やだちょっとカワイイ。~ワンちゃんと炭酸。2

「お座りの他にお手もできるんですよ、このワンちゃん」

「え、かしこい~。ホントにお利口さん!」

「向こうの舞台に連れていって、みなさんに披露しましょうか。お手とお座りのできるかしこい所を」

「あっ、ひょっとしてそれも、隠し芸になるんですか?」



 なぜか、犬は硬直していた。表情を強張らせ、全身の毛を逆立てて、尻尾と耳をぴんと立てている。

 人間で言うなら、ざーっと青ざめて顔色を悪くしているような感じである。



「何だか楽しそう!」

「いや、」



 阻止しようと言うかのように、ウィルフレッドが口をはさみかけたが、おばばがぐふぐふ笑いながら顔をあげ、「そりゃ良い考えじゃ」と言ったので言葉を止めた。
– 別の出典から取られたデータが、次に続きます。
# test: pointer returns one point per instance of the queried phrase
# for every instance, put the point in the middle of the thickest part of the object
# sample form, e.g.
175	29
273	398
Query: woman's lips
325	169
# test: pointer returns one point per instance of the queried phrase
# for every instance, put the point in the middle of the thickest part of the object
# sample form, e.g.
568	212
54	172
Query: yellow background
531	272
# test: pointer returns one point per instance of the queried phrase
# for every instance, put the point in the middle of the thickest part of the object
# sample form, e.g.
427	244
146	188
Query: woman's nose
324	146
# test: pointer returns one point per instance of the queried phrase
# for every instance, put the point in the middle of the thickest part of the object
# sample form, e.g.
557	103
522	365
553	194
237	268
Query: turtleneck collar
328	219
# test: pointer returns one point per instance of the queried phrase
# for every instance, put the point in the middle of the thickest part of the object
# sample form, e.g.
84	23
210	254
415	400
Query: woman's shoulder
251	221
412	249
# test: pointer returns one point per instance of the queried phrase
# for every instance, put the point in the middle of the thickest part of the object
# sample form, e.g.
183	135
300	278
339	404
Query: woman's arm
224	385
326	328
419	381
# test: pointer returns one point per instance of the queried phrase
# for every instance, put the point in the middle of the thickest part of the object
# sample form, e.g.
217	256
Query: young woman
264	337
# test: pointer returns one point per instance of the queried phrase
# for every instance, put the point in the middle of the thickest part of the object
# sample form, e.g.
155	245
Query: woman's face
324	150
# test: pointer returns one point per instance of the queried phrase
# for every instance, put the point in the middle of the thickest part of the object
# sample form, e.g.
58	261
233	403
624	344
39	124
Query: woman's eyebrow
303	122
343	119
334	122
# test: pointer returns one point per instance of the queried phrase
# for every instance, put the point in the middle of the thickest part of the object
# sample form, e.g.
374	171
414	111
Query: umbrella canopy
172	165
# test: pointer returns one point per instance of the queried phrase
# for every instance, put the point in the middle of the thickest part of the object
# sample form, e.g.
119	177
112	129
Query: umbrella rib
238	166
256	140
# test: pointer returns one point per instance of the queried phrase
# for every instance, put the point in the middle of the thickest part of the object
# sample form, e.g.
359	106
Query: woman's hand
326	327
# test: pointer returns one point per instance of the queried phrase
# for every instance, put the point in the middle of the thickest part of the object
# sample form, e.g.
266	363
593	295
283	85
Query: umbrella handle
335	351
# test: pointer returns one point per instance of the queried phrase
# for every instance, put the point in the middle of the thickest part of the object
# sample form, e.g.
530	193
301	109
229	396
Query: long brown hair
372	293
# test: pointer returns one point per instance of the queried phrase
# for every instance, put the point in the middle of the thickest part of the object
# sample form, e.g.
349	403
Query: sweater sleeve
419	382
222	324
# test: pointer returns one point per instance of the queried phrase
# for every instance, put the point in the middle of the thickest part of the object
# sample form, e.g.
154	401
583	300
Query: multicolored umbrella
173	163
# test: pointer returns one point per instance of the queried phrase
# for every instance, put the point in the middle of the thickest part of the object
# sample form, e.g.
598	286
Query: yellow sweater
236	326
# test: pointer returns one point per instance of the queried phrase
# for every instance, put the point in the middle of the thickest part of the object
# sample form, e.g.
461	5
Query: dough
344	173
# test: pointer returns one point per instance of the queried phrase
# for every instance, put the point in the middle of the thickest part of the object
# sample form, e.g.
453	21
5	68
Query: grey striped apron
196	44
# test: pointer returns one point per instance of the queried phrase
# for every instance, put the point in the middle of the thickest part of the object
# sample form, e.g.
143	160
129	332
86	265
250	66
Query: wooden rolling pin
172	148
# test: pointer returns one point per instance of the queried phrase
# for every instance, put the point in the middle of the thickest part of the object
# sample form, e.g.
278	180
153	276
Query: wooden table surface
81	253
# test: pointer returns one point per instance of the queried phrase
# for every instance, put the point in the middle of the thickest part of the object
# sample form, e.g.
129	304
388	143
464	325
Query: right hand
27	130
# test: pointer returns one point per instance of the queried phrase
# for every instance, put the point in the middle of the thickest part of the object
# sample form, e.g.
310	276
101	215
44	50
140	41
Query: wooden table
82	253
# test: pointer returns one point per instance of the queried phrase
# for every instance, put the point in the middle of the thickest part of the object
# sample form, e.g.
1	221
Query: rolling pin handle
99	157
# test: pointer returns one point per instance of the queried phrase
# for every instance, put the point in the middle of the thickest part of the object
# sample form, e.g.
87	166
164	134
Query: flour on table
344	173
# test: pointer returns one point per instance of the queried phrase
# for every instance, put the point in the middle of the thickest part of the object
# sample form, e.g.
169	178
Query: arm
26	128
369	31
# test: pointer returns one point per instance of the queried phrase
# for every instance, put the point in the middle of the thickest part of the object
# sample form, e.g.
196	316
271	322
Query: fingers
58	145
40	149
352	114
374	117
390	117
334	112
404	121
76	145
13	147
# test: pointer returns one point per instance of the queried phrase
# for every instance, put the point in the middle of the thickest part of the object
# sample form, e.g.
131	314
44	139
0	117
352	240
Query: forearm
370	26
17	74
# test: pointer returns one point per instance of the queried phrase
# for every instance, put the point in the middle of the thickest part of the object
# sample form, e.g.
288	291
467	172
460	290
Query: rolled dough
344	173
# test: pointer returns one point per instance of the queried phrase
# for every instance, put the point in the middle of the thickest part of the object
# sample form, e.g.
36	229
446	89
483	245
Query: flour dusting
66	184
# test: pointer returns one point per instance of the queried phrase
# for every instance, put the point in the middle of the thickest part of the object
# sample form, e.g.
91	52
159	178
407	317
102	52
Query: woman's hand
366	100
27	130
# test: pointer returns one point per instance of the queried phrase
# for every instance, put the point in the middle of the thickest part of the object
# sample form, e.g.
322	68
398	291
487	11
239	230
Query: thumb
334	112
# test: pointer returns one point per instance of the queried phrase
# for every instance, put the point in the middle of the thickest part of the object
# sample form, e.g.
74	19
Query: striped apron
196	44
「躾けは大切じゃしな。芸をするそれをみれば、みなも喜ぶであろうよ。バグバイプの演奏が終わったら、やればよかろ」



 おばばの言葉に、犬は、それはそれは衝撃を受けたような顔をし、すがるような眼差しで店主を、ティラミスを、そしてウィルフレッドを見つめ、

 どうにもならぬと悟ったのだろうか。尻尾をだらりとさせ、耳をぺたりと伏せて、うなだれた。いわゆるorzの姿勢である。

 やっているのは、犬だが。

 涙がはらはらと、目から落ちていた。



「あら? ワンちゃん泣いてる……どうしたの?」



 前にいたティラミスが、まずそれに気がついた。店主はちら、とそれを見てから、持っていたピッチャーをテーブルに置いた。



「名前はルーザードですよ」

「あの変質者と同じ?」



 ティラミスはちょっと顔をしかめた。

 犬はぷるぷる震えながら、orzの姿勢を保っている。



「ええ、まあ。どうします? 同じ名前だと、可愛がる気もなくなりますか?」

「え、どうして? 変質者は変質者。ワンちゃんには関係ないじゃない」



 ティラミスは答えた。おばばが、ふふ、と笑った。



「関係ないかの?」

「関係ないですよ。あたしにとって、ワンちゃんは可愛いワンちゃん」



 ふふふ、とおばばが笑った。



「でも可哀相ね、あんな変質者と同じ名前つけられたなんて。ルーちゃん?」

「ルーちゃん……」



 ばたっ、とおばばがまたテーブルに身を伏せた。ぐふぐふ笑っている。

 ウィルフレッドはひたすら、犬から目を逸らしている。



「一緒に舞台に出ますか?」

「ううん。やめておく」



 店主の言葉に、ティラミスはしかし首を振った。犬が顔を上げる。ティラミスはそっ、と頭をなでてやった。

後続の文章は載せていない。